Pada awalnya hadis-hadis Nabi tidak dikumpulkan secara menyengaja, namun seiring berjalannya waktu ia mulai dikumpulkan dan dikemas secara lebih formal, terstruktur, dan dogmatis.
Pengantar redaksi:
Artikel ini merupakan kelanjutan dari artikel yang berjudul Perjalanan Intelektual Imam Bukhari, Murid dari Seribu Guru (1).Artikel tersebut sebelumnya hanya terdiri dari dua seri artikel, namun karena dirasa masih ada beberapa bahan yang bisa dibahas terkait tema tersebut, maka redaksi memutuskan untuk membuat seri kelanjutannya.
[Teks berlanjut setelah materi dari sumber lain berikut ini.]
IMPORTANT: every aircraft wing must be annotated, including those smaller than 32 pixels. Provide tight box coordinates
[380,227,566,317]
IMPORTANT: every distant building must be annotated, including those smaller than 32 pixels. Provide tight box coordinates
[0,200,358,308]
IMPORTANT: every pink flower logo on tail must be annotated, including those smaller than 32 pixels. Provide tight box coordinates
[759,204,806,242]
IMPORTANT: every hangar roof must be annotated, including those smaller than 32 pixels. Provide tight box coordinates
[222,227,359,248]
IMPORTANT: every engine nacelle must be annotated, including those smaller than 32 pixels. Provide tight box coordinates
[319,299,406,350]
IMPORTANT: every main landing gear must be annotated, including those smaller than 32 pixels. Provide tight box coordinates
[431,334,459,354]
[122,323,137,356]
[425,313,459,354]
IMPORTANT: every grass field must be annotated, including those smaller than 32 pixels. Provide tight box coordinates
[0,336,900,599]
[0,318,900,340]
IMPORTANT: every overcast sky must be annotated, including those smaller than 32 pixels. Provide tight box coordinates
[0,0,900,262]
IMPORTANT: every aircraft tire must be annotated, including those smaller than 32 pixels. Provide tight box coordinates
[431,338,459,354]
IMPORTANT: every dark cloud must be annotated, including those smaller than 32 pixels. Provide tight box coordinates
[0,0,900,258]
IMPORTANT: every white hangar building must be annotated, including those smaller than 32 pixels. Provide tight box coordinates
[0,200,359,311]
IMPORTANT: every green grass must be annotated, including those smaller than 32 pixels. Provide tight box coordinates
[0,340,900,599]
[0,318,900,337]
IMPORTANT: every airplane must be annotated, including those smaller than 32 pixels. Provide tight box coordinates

Demikian, selamat menyimak.
Zaman Keemasan Islam oleh banyak sejarawan sering diinterpretasikan dimulai sejak masa pemerintahan Kekhalifahan Abbasiyah, yaitu ketika dipimpin oleh Harun al-Rasyid (786–809) yang mendirikan Bayt al-Hikmah (Rumah Kebijaksanaan) di Baghdad, dan berakhir pada tahun 1258 ketika tentara Mongolia menjatuhkan Baghdad.[1]
Kita tahu bahwa pada masa-masa ini, pencapaian terbesar dunia Islam sering diasosiasikan dengan sains, filsafat, kedokteran, dan pendidikan. Namun, di luar semua topik-topik tersebut, sebenarnya ada satu hal yang perlu dipertimbangkan juga sebagai salah satu capaian pada masa tersebut. Hal ini sesungguhnya adalah yang paling dekat dengan ajaran Islam itu sendiri, yaitu hadis.[2]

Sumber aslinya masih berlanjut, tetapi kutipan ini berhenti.